Comparações foram feitas entre os grupos cisgênero, transgênero e não-binário. O problema que diagnóstico de autismo é demorado. Estamos falando de profissionais sérios, certo? Nada desse pessoal que só olha pra você e já tasca que você tem depressão e tem até app dizendo que você tem depressão só pelo som da sua voz.
É temerário ter esta visão, ainda mais que a larga maioria dos transgêneros não são autistas. Dizer que “há ligação entre autismo e transgeneria” implica em causalidade, o que fatalmente não é o caso, não precisando nem de maiores exames já que 86 fucking porcento não são, ora bolas.
Já se sabe muito sobre o autismo, mas não o suficiente para conhecer todos os detalhes desse espectro.
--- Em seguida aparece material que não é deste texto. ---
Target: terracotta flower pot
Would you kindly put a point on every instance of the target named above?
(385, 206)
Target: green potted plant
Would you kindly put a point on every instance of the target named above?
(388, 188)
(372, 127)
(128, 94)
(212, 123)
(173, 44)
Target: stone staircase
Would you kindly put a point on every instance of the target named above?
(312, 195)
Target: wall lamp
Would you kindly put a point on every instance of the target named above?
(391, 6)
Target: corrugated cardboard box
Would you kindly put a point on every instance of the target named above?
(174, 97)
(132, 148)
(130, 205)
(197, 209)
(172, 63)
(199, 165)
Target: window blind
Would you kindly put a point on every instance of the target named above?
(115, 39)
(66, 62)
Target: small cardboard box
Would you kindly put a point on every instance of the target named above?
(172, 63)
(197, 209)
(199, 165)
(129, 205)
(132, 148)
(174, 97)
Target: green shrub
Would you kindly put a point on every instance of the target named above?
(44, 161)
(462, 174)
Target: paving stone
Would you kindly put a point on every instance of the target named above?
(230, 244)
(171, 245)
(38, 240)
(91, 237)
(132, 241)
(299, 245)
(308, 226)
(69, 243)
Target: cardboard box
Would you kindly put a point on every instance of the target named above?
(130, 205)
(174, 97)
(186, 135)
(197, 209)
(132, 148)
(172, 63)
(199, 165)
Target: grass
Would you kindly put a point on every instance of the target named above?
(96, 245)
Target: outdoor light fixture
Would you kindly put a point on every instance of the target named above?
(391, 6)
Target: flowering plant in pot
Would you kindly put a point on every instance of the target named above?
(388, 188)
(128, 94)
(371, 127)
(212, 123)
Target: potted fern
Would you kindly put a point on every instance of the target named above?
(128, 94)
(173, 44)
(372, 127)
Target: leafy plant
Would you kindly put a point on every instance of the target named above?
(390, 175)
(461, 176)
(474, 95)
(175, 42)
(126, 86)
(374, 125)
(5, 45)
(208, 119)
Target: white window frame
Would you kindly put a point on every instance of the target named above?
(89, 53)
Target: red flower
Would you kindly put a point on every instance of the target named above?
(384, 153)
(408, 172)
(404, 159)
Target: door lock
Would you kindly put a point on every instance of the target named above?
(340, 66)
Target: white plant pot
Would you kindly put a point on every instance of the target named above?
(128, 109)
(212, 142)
A verdade é que não se sabe quase nada, e qualquer um que diga o contrário peca pelo motivo que eu citei acima: não existe “O” autismo.
Mas divirta-se lendo a pesquisa. Para alguma coisa ela deve servir, mas cuidado com as conclusões precipitadas!
É uma lástima que essas pesquisas estejam sendo usadas pela militância autista para fazer um combo de inclusão, não que seja errado, mas acho que essas pesquisas só seriam válidas se o pesquisador tivesse em mãos o laudo de autismo e o de disforia de gênero do indivíduo X.